Project review changes
[Expanded eligibility] Small buildings (10 units or fewer) now easier to qualify Effective immediately
Previously, lenders could skip the full project review process only for detached homes and small 2–4 unit properties. Now, condo buildings with 10 or fewer units can also qualify for an exemption — as long as the building is not part of a master association, has no hotel-style activity, and has no outstanding financial or safety concerns.
[Expanded eligibility] Florida new construction: mandatory PERS review removed Effective immediately
New and recently converted condo projects in Florida previously had to go through a formal pre-sale approval process (called PERS) with Fannie Mae. That mandatory requirement has been lifted — potentially speeding up the path to financing for new construction buyers in the state.
[Expanded eligibility] Investor ownership restrictions eliminated Effective immediately
Until now, buildings needed at least 50% of units occupied by owners or second-home buyers for investor loans to qualify. That threshold has been removed entirely for established condo projects — good news for investors and may help buildings with high rental concentrations.

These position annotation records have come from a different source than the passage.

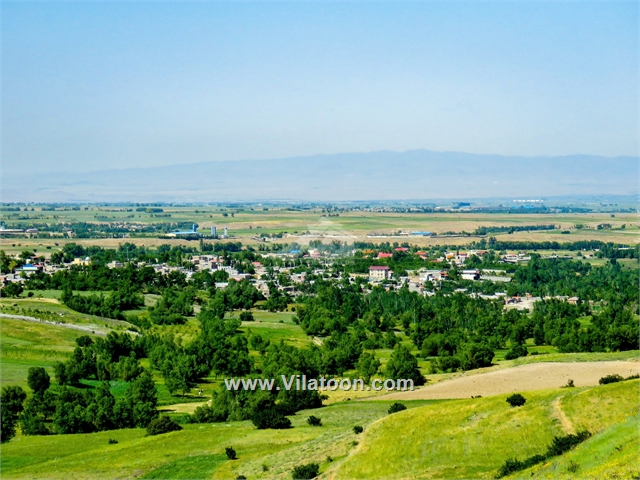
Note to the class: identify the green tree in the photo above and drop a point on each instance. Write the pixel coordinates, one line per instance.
(13, 289)
(11, 400)
(404, 365)
(38, 380)
(368, 366)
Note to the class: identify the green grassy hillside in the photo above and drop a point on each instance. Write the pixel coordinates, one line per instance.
(611, 454)
(438, 439)
(472, 438)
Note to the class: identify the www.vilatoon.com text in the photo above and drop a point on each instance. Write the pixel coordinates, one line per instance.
(301, 382)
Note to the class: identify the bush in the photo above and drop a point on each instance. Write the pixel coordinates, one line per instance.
(610, 379)
(231, 453)
(516, 351)
(161, 425)
(306, 472)
(559, 445)
(516, 400)
(513, 465)
(270, 418)
(314, 421)
(396, 407)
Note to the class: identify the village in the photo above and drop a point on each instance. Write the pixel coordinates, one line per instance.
(286, 273)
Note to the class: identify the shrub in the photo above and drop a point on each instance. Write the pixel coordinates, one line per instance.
(516, 400)
(573, 467)
(610, 379)
(314, 421)
(161, 425)
(231, 453)
(270, 418)
(559, 445)
(513, 465)
(306, 472)
(516, 351)
(396, 407)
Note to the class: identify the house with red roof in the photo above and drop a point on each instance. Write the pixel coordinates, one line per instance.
(380, 272)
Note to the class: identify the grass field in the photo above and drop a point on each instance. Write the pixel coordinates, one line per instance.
(30, 344)
(472, 438)
(438, 439)
(349, 226)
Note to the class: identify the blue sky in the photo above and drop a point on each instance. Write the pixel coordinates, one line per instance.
(88, 86)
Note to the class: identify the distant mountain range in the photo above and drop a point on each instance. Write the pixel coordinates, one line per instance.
(384, 175)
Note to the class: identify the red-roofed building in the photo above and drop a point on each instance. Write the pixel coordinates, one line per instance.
(380, 272)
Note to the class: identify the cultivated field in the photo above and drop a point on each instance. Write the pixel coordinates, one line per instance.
(305, 226)
(535, 376)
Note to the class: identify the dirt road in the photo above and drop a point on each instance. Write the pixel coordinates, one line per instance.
(535, 376)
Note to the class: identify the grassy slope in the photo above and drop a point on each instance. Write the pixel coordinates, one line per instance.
(611, 454)
(31, 344)
(445, 439)
(472, 438)
(90, 456)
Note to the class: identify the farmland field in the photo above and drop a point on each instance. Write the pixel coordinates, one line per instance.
(304, 226)
(278, 306)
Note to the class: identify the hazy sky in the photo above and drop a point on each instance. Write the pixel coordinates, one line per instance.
(87, 86)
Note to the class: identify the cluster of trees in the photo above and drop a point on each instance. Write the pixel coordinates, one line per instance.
(115, 356)
(72, 410)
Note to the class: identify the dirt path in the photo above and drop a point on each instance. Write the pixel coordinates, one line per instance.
(534, 376)
(558, 413)
(90, 329)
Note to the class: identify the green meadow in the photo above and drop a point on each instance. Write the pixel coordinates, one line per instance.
(432, 439)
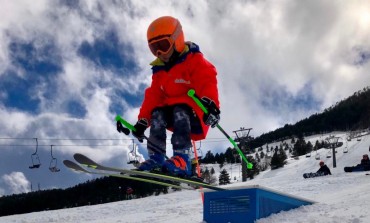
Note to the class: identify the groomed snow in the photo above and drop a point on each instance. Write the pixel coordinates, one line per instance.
(341, 197)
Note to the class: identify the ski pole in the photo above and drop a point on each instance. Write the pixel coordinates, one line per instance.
(132, 128)
(191, 93)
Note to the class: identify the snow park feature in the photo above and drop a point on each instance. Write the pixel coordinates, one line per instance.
(247, 204)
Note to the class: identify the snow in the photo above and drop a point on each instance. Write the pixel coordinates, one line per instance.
(341, 197)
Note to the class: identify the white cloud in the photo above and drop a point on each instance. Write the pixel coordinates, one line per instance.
(257, 46)
(17, 182)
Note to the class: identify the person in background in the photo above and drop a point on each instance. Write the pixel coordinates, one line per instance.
(179, 66)
(365, 162)
(324, 169)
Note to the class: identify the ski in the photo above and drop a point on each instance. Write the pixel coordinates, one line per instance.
(74, 166)
(86, 161)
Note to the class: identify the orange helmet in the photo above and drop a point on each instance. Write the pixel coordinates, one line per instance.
(163, 33)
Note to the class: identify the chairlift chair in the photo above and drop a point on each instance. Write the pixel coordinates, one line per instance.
(328, 155)
(199, 151)
(35, 158)
(345, 150)
(132, 155)
(53, 162)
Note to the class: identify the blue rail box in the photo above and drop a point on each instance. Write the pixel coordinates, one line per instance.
(247, 204)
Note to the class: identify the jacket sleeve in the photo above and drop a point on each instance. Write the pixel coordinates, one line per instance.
(203, 78)
(153, 97)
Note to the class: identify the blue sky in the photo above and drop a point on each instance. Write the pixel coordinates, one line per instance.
(68, 67)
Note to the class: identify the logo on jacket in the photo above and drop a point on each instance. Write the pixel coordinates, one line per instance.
(181, 81)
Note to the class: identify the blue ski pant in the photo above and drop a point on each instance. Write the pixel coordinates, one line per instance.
(177, 118)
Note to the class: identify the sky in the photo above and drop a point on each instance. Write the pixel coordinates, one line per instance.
(67, 68)
(340, 197)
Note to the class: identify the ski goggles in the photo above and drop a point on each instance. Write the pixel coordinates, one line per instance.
(163, 44)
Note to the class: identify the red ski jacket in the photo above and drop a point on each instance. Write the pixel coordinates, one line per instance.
(170, 86)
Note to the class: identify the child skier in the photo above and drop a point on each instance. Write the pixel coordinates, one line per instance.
(179, 67)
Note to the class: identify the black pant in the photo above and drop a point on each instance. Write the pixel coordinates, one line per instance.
(176, 117)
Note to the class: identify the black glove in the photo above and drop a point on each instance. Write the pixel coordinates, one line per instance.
(122, 129)
(140, 127)
(213, 116)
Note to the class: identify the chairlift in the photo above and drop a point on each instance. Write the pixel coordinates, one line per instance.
(53, 162)
(35, 158)
(199, 151)
(345, 150)
(328, 155)
(132, 155)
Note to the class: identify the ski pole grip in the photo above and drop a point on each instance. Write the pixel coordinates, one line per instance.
(125, 123)
(191, 93)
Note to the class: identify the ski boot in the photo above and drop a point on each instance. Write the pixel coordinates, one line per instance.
(155, 162)
(180, 164)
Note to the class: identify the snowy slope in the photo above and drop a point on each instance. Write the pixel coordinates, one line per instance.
(341, 197)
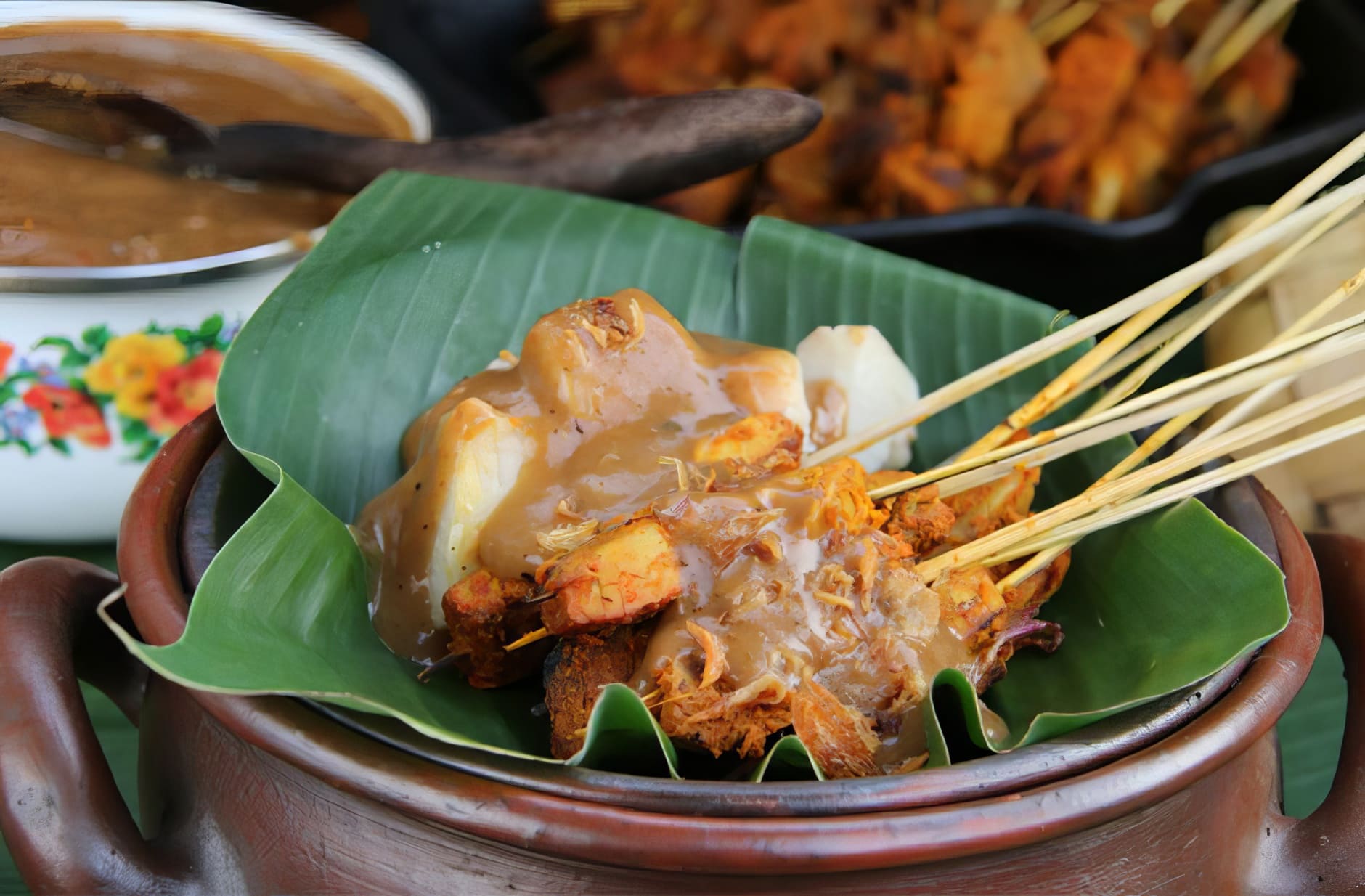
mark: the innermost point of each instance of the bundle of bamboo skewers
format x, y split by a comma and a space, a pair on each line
1140, 346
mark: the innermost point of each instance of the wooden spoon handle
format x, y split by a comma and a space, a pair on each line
634, 149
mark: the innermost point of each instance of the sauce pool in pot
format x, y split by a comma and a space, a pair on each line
65, 209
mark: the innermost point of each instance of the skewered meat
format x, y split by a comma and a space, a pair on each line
575, 672
1000, 74
949, 105
485, 614
623, 575
668, 539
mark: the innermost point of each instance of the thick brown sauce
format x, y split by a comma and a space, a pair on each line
63, 209
876, 653
595, 424
598, 420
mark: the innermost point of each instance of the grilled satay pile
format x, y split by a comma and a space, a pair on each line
940, 105
637, 492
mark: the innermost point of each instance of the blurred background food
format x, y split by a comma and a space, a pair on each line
68, 209
485, 66
934, 107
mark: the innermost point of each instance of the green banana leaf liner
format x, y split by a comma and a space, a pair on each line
420, 280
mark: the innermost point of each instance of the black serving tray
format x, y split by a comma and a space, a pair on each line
466, 55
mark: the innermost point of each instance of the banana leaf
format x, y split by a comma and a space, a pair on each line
420, 280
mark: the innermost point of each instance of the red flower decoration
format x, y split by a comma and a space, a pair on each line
184, 392
68, 413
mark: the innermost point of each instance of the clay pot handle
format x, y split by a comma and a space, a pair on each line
1326, 851
62, 815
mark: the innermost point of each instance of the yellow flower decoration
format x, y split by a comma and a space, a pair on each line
129, 370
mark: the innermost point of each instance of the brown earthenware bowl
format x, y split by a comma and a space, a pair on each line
268, 795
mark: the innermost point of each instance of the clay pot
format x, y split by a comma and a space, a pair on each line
269, 795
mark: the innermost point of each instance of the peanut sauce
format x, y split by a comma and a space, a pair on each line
789, 573
819, 600
66, 209
597, 420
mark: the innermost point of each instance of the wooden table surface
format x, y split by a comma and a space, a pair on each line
1311, 733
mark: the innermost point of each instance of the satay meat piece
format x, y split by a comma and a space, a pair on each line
993, 505
576, 671
485, 614
1091, 78
620, 577
998, 76
921, 519
716, 716
839, 738
755, 446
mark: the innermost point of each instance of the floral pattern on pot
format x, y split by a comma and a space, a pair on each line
134, 388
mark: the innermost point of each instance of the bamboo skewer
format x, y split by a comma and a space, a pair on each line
1070, 533
1262, 367
1215, 33
1223, 302
1065, 23
1271, 226
1128, 423
1253, 402
1138, 481
1047, 10
1165, 11
1174, 426
1242, 38
1065, 386
1149, 342
531, 637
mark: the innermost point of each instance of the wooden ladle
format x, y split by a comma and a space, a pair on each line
634, 149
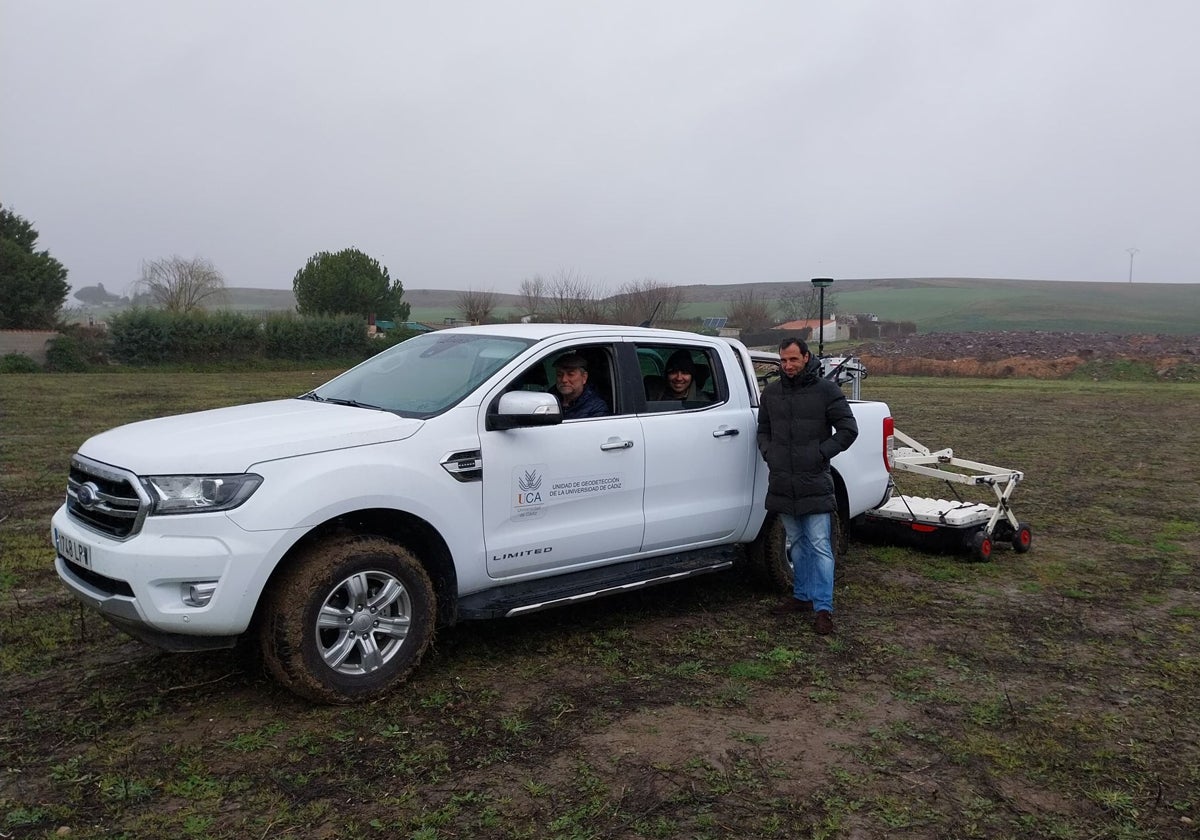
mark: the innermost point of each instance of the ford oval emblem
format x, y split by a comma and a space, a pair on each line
88, 496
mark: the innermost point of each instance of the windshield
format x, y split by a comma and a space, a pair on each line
423, 376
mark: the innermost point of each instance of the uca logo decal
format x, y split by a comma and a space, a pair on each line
528, 489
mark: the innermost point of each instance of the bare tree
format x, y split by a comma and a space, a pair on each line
748, 311
793, 301
475, 306
640, 299
533, 297
574, 299
179, 285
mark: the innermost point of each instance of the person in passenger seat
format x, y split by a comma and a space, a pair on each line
579, 399
681, 381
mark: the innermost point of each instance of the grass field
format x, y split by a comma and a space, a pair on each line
1054, 694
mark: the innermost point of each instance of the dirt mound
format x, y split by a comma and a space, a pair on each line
1038, 355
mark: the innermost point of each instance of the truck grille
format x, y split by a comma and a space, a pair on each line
105, 498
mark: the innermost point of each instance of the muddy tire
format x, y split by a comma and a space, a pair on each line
769, 559
348, 621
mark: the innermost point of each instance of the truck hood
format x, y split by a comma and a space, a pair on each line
232, 439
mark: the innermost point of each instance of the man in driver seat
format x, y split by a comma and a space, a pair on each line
579, 399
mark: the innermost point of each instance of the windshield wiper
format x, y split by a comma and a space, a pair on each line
337, 401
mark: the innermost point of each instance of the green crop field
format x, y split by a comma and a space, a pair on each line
1053, 694
934, 305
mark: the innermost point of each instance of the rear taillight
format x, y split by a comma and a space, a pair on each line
889, 441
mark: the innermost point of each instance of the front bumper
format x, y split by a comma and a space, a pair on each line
145, 585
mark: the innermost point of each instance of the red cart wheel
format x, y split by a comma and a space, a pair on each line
1023, 539
981, 547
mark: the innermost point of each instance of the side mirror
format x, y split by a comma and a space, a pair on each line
519, 409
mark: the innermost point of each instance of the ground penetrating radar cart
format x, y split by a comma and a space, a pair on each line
972, 526
948, 525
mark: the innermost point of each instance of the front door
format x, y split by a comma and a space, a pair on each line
564, 496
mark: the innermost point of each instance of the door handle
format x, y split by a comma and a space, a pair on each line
616, 444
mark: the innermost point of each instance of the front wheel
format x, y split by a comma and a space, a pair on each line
348, 621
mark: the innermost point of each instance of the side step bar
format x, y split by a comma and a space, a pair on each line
527, 597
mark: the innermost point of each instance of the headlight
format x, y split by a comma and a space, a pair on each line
199, 493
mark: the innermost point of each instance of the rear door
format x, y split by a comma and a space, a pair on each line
700, 455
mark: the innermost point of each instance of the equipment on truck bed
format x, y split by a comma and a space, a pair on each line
953, 522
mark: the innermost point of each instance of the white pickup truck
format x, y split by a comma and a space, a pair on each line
433, 483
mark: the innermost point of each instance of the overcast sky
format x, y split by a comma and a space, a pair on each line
475, 144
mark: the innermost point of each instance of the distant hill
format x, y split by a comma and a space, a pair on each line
934, 304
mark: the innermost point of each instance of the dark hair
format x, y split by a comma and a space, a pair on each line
569, 360
792, 340
681, 360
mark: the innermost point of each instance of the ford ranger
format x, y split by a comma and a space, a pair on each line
433, 483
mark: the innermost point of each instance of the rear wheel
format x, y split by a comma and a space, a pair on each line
348, 621
768, 553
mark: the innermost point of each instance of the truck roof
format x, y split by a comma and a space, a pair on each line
543, 331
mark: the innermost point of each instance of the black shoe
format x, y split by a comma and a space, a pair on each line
791, 606
823, 625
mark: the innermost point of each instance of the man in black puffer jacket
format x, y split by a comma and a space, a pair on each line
803, 423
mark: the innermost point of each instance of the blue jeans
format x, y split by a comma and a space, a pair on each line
810, 550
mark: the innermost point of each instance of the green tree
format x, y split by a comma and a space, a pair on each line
348, 282
33, 285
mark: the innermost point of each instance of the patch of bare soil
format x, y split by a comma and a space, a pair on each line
1030, 355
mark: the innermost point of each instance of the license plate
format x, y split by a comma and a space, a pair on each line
72, 550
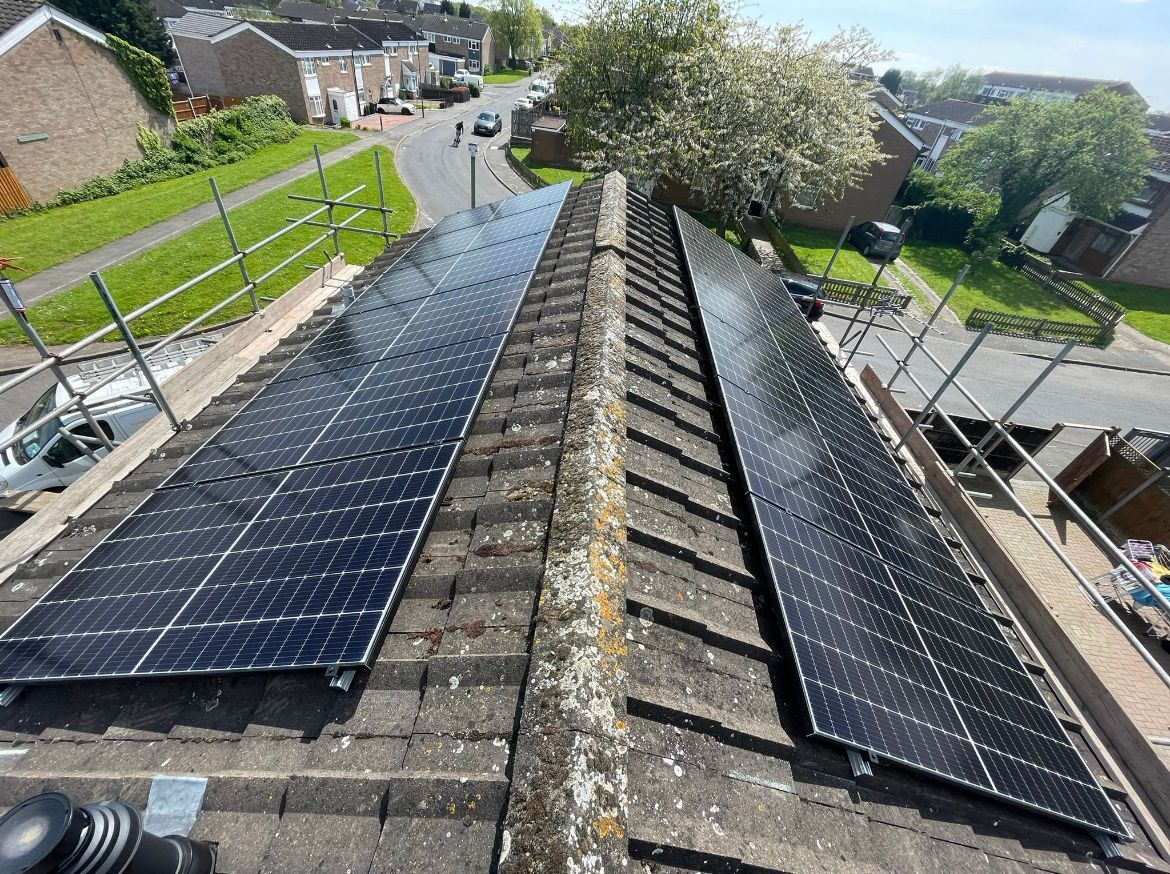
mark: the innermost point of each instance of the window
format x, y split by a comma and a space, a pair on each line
1105, 243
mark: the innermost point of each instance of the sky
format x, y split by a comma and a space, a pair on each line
1098, 39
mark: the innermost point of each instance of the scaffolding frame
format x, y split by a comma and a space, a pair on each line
999, 432
55, 363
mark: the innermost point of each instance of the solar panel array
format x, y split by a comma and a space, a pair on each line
896, 654
283, 541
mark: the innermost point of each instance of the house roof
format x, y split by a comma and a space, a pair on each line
954, 111
1161, 162
13, 12
427, 761
314, 12
1058, 84
305, 36
380, 29
197, 23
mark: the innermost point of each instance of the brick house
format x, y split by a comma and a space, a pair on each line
323, 71
68, 112
943, 123
456, 42
871, 200
1134, 246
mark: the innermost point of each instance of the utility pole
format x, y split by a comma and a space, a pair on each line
474, 149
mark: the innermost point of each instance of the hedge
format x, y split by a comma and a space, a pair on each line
220, 137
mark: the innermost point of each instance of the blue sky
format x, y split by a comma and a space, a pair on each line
1099, 39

[Important warning] Streamlined review eliminated — all projects need full review August 3, 2026
This is the biggest change. Currently, 40–65% of condo loans go through a faster 'limited review' process. That option is being eliminated. Starting August 3, 2026, all established condo projects must go through a full review or qualify for an exemption. Expect longer processing times and more documentation.
Reserve fund changes
Reserves are the funds a condo association sets aside for future repairs — things like roof replacements, elevator work, or structural repairs. Lenders care about this because underfunded buildings are a financial risk. Two significant changes are coming.
[Review warning] Reserve studies must use the highest funding amount August 3, 2026
Going forward, lenders must use the highest recommended reserve funding amount from the study. The most lenient calculation method (the baseline method) can no longer be used, even if it is the only one provided. Buildings relying on lower estimates may find their reserves considered insufficient.
[Important warning] Minimum reserve contribution rises from 10% to 15% January 4, 2027
Condo associations must now set aside at least 15% of annual assessment income into reserves (up from 10%). For many buildings, this will require a vote among unit owners to increase HOA dues or reallocate funds. If your building is not already at 15%, start that conversation with your HOA board now.
Insurance requirement changes
The bulletin also updates master property insurance standards for condos, PUDs, and cooperatives — mostly in ways that help buildings currently shut out of lending.
[Expanded eligibility] More ways to prove adequate insurance coverage Effective immediately
Lenders can now accept Guaranteed Replacement Cost (GRC) and Extended Replacement Cost (ERC) estimates to prove coverage sufficiency. Buildings previously flagged as ineligible due to this issue are being returned to eligibility.
[Expanded eligibility] Inflation guard and replacement cost requirements relaxed Effective immediately
Inflation guard coverage is no longer required on master policies, and roofs can now be insured on an actual cash value basis rather than full replacement cost. These changes will restore lending eligibility to buildings previously blocked due to these specific coverage gaps.
[Review warning] Per-unit deductible cap of $50,000 introduced Effective immediately
A new hard cap means per-unit deductibles for any peril may not exceed $50,000. This new flat limit could make it harder for some high-value or high-risk properties to find compliant insurance coverage.
What should you do now?
If you are buying a condo, talk to your lender about whether the project has been reviewed and whether it will need a full review under the new rules — especially for loans applied for after August 3, 2026. Build extra time into your timeline.
If you own a condo, check in with your HOA board about your building's reserve fund level and whether it will meet the new 15% threshold by January 2027. Raising dues or reallocating the budget may require an owner vote, so the sooner those conversations start, the better.
If you are in Florida or are an investor, the changes removing mandatory PERS review and the 50% owner-occupancy threshold are good news — more projects and loan types should now be eligible for financing.
Disclaimer: This post summarizes key changes from Fannie Mae/Freddie Mac Bulletin 2026-C / LL202603 for general informational purposes. It is not legal or financial advice. Always consult a qualified mortgage professional or housing counselor for guidance specific to your situation.